Social media users are demanding a ban on ScrapFest for allegedly promoting homosexuality in Pakistan. The hashtag #BanScrapFest trended on Pakistani Twitter this week, after a recent news report stated that the event is LGBTQ exclusive.

However, Urvah Khan, one of the organsiers of the event, confirmed to The Current said that the show exclusively features artists from minority groups of Pakistan, not just based on gender and sexuality.


Urvah told The Current that ScrapFest (Pakistan) is a performance based music festival showcasing artists from the trans and underground community of Pakistan. Ranging from trans singers/ dancers/ comedians, rappers and hip hop artists from Lyari to musicians and more.

“This show exclusively features artists from minority groups of Pakistan. Not just based on gender and sexuality but also featuring artists who continue to face discrimination based on race and class”

While talking about the reasons why the event has been shifted to a virtual venue, Khan said, “The event has been shifted virtually to ensure the physical safety of our artists and audiences. Regardless, by going virtual, now the whole world will be able to see the talent, drive, passion and commitment our artists and communities hold.”


ScrapFest is a platform created by an artist for artists. Artists who don’t get paid opportunities to showcase their art respectfully come together on this platform to celebrate one another.

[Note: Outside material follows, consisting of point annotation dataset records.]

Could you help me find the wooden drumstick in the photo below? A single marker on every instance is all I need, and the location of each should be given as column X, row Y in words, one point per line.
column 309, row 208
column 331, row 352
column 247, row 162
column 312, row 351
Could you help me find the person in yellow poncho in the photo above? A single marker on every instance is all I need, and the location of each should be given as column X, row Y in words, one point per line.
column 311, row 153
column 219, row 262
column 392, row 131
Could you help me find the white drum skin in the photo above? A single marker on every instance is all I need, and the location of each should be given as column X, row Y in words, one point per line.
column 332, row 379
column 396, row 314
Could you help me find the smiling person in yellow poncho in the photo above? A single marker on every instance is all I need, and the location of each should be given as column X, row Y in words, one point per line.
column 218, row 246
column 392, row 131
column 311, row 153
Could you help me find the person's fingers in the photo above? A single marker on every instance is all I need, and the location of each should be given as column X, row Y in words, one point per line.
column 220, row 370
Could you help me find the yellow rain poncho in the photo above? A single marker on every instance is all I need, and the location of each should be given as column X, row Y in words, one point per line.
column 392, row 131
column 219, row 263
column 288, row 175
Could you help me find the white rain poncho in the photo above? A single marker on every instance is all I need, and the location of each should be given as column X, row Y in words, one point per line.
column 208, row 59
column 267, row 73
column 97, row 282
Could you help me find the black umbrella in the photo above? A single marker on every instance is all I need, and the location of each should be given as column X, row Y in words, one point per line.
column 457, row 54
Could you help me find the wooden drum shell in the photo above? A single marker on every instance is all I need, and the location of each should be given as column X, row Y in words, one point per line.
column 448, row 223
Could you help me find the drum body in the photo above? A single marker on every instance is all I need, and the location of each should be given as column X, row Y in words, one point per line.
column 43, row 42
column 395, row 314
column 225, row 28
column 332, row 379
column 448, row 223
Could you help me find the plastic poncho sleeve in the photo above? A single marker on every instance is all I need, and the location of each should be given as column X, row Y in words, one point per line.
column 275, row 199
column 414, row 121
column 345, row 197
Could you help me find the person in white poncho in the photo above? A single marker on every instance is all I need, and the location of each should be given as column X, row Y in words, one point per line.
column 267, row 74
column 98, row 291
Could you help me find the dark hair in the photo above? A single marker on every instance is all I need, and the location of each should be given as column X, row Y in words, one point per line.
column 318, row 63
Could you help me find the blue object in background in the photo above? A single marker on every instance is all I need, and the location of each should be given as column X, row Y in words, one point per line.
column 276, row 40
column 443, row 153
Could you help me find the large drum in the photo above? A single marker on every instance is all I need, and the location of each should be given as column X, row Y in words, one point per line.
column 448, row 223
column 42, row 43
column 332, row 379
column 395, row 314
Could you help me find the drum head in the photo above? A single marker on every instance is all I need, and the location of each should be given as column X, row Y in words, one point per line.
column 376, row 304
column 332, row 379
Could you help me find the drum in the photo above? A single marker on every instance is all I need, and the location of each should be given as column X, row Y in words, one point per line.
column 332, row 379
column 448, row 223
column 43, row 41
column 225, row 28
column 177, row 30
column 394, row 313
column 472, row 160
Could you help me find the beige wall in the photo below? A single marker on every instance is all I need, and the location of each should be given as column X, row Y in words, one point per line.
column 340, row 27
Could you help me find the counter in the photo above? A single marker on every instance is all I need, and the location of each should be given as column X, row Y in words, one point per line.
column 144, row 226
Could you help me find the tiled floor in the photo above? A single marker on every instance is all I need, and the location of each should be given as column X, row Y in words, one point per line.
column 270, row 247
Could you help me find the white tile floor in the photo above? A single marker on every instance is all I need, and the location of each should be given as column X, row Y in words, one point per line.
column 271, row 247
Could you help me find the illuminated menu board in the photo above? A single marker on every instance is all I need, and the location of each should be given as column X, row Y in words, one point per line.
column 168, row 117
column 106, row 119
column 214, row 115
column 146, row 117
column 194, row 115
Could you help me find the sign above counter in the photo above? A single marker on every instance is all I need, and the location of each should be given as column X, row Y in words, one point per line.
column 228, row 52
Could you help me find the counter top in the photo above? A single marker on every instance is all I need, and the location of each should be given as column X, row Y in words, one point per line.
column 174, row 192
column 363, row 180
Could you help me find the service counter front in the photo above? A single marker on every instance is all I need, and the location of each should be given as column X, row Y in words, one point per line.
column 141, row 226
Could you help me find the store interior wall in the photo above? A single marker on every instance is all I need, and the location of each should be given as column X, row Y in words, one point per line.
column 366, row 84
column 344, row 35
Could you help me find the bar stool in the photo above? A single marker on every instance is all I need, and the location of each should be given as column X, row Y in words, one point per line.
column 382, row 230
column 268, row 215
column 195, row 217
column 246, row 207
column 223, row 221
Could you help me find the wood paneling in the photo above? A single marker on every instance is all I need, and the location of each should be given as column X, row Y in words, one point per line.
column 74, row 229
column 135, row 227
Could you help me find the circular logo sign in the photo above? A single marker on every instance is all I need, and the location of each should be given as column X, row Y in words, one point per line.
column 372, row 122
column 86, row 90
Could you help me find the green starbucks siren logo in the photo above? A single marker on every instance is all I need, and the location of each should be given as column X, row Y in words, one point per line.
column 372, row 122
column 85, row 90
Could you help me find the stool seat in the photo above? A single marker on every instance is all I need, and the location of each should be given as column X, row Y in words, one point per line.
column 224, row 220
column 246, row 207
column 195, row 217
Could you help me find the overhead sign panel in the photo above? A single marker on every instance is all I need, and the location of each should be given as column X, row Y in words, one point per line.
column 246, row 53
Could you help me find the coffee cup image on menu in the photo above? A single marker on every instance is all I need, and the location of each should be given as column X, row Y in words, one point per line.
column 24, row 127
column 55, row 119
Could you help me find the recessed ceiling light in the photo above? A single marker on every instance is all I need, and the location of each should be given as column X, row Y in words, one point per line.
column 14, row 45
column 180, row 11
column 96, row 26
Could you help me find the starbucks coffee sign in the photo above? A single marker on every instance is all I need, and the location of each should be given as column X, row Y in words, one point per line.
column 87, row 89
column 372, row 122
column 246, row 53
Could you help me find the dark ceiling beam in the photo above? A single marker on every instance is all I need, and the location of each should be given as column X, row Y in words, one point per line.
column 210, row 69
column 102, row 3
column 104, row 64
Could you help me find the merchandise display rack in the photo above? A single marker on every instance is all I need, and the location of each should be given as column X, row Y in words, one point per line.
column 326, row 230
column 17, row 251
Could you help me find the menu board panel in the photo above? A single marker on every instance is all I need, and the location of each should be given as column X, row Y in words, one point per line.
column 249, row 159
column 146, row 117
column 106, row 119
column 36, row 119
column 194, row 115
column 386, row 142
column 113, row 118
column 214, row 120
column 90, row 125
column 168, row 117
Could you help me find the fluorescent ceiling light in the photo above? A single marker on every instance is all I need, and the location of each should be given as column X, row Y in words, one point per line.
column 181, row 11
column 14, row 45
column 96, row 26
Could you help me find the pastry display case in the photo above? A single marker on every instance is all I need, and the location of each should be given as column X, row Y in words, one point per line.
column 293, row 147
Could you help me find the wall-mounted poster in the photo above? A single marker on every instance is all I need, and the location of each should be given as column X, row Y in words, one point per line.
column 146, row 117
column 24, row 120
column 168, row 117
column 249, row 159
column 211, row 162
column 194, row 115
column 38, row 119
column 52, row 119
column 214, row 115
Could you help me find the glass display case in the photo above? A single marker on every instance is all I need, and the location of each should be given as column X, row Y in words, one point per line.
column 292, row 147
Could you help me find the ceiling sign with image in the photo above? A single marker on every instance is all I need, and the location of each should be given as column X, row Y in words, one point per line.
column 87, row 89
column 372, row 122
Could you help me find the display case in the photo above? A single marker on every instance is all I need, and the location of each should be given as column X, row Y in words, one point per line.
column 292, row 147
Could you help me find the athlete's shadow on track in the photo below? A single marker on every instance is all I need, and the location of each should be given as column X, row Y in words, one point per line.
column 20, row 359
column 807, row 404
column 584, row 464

“ScrapFest in Pakistan represents the trans and underground community here. I find it deplorable that when finally the chance to perform for a mainstream audience is given to indigenous, transgender and underground artists in order to come out of an economy of crime, abuse and violence; suddenly folks here are branding this event as such,” she said while talking about the criticism the event is being subjected to.

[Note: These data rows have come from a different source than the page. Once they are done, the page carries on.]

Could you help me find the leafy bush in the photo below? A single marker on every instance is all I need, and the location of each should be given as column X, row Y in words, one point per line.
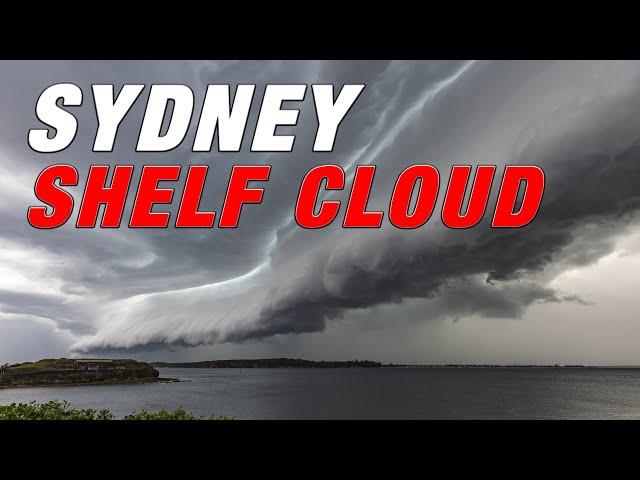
column 61, row 410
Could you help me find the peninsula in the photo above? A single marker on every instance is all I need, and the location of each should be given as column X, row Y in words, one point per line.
column 89, row 371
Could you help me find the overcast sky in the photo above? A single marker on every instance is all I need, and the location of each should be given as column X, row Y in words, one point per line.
column 562, row 290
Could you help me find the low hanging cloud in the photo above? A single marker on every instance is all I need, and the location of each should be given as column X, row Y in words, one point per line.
column 591, row 156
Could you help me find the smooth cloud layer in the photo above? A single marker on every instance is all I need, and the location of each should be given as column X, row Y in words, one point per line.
column 144, row 289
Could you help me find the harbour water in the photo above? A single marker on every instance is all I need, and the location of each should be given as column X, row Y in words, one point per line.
column 375, row 393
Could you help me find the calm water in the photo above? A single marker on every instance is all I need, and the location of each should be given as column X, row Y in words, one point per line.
column 401, row 393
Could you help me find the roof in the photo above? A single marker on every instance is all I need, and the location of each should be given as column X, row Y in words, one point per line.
column 94, row 360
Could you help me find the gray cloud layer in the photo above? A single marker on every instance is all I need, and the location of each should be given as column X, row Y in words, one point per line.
column 140, row 289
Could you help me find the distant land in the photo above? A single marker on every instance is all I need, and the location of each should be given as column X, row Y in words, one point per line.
column 299, row 363
column 270, row 363
column 63, row 371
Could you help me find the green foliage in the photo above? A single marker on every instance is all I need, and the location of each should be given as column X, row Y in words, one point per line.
column 178, row 414
column 61, row 410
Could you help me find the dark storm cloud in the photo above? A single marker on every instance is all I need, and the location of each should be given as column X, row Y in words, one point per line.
column 138, row 289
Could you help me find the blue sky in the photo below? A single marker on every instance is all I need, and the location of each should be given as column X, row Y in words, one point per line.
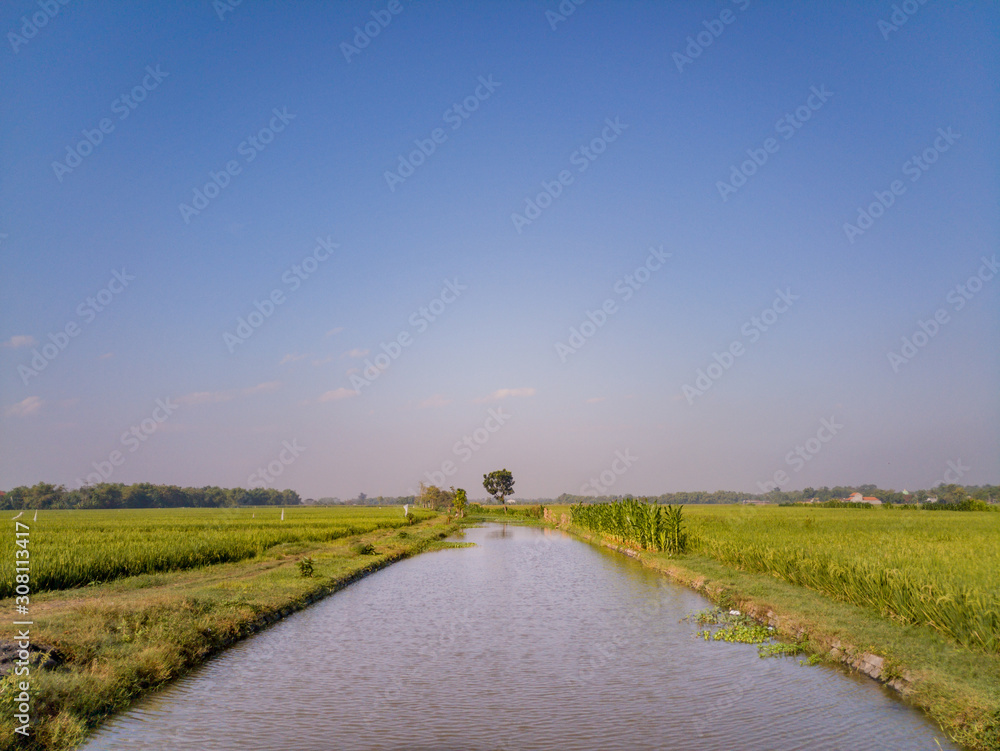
column 832, row 102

“When I am in Canada, I belong to multiple minority groups myself. I do and will continue to support, empower and create performance based opportunities for any artists belonging to any marginalized community.”

Talking exclusively to The Current, Dr Mehrub, who is hosting the event said that she has no clue how and why the event is being branded as LGBTQ exclusive.
Mehrub continued by saying that she does not feel anything about the hate the event is getting because it has become a norm

She said that she and other transgenders are exhausted at this point. Mehrub further said that “i don’t think that the event was very well managed,” adding that if an event is including minorities and sexual minorities in the lineup one needs to understand the politics going behind it. “You need to follow certain measures and protocols,” she said.